As a young, Black actor, Carl Cofield thought William Shakespeare wasn’t relevant to his life.
“I did not come to it easily,” he said recently during a rehearsal break at Shakespeare Glen in Forest Park. “I didn’t think Shakespeare spoke to me.”
His experience is not uncommon among theater artists of color. For decades, many American theaters have treated Shakespeare’s work as the domain of white artists.
Following the publication of a much-circulated open letter to the white theater establishment last year, many in the field are questioning a canon dominated by white playwrights … with Shakespeare looming above them all.
They ask: What role does Shakespeare have in the diverse theater canon of the future?
One possible answer is offered by St. Louis Shakespeare Festival’s production of “King Lear,” now performing in Forest Park. Helmed by Cofield, who set the story in Africa, the show articulates a decidedly Black perspective. It features an 18-person cast composed entirely of people of color, as are three of the production’s four lead designers.
“It might sound different because you’re not used to hearing an actor of color be a Hamlet, be a King Lear, be a Falstaff,” Cofield said. “But if you stay with it and use your imagination, you might have a richer experience.”
Implicitly white
Cofield found a place for himself in the world of Shakespeare when a conservatory teacher challenged him to relate to the texts through his own experiences. He has since directed productions of “Twelfth Night,” “The Tempest” and other Shakespeare plays — including a production of “Macbeth” at the Classical Theatre of Harlem, where he is associate artistic director.
Shakespeare expert Patricia Akhimie of Rutgers University — recently named St. Louis Shakespeare Festival’s scholar-in-residence — said one of her early experiences with Shakespeare was viewing the 1993 film of “Much Ado About Nothing,” featuring Denzel Washington.
“At the time it did not strike me as strange,” she said, “but looking back on it I saw how unusual that casting was.”

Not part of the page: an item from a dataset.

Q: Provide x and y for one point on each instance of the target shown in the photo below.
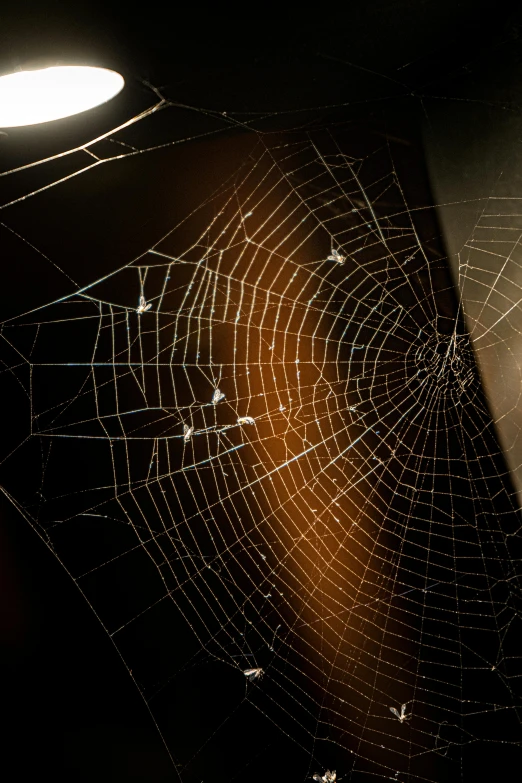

Many Black artists are considered among the greatest Shakespearean actors, including Ira Aldridge, Paul Robeson and James Earl Jones. And more Black actors and other actors of color have been prominently cast in Shakespeare productions at white-run theaters in recent decades, Akhimie said.
André De Shields, who plays the aged king in the Forest Park “King Lear,” and John Douglas Thompson, who will lead a Commonwealth Shakespeare Company production of “The Tempest” in Boston Common this summer, are among the most acclaimed Shakespearan practitioners now working.
Yet old assumptions persist within the white theater establishment.
“There is still the pervasive understanding of Shakespeare as implicitly white,” Akhimie said. “That is, unless someone is explicitly named as different, that everyone and everything in the play are white. That still is alienating for audiences. It was for me.”
This is despite a common assertion among white Shakespeare scholars that the Bard’s work is universally relevant.
“People talk about the universality of Shakespeare, yet they always want to do it the same way,” said Adam Flores, St. Louis Shakespeare Festival’s community engagement and education manager, during a panel discussion about Shakespeare and race hosted by Missouri History Museum in May.
Inventive stagings of Shakespeare are common, including modern-dress versions. Afrocentric productions by white-led theater companies are not.
An Afrofuturist ‘Lear’
The production in Forest Park offers opportunities to actors of color who are unaccustomed to landing big roles in Shakespeare productions, despite their other achievements in the theater.
St. Louis native Jacqueline L. Thompson, an accomplished actress and stage director, said she didn’t see many Black actors in Shakespeare plays as a child. She portrays the king’s scheming daughter Regan in this production.
“For people like me growing up, who feel it’s not reachable, it’s not relatable, they can’t tackle it,” Thompson said, “this is saying, yes you can. Yes, you can do this too.”
But beyond simply featuring actors of color, this “King Lear” is rooted in a Black point of view. Cofield set the production in an unnamed northern African nation, about 30 years in the future.
The production elements vividly create an immersive world. Wilson Chin’s set design suggests a once-mighty empire on the verge of falling. Mika Eubanks’ costume design is rooted in African clothing styles. David R. Molina’s original music is inspired by the electronic music currently produced in Uganda and Kenya. In places where Shakespeare’s text calls for trumpet flourishes to announce the arrival of the king, actors play African drums.
The staging suggests new interpretations of the material.
Early in the play, the Duke of Burgundy insists he’ll only marry King Lear’s youngest daughter if she regains the large inheritance the king revoked from her. In this new context, the scene suggests the history of European powers plundering Africa for its natural resources.
“If we do our job right,” Cofield said, “I want people to say: Damn, I never thought of it like that. I had no idea that the meanings could shift and the themes might resonate in a different way.”
The play also feels more urgent and contemporary in Cofield’s staging, said Molina, the composer and sound designer. He specializes in contemporary plays by artists of color but was hooked by Cofield’s vision for this show.
“You have to relate to today’s times,” he said. “Even the classics and old plays, these plays were written in response to what was happening in their time. So we have to respond to what’s happening today.”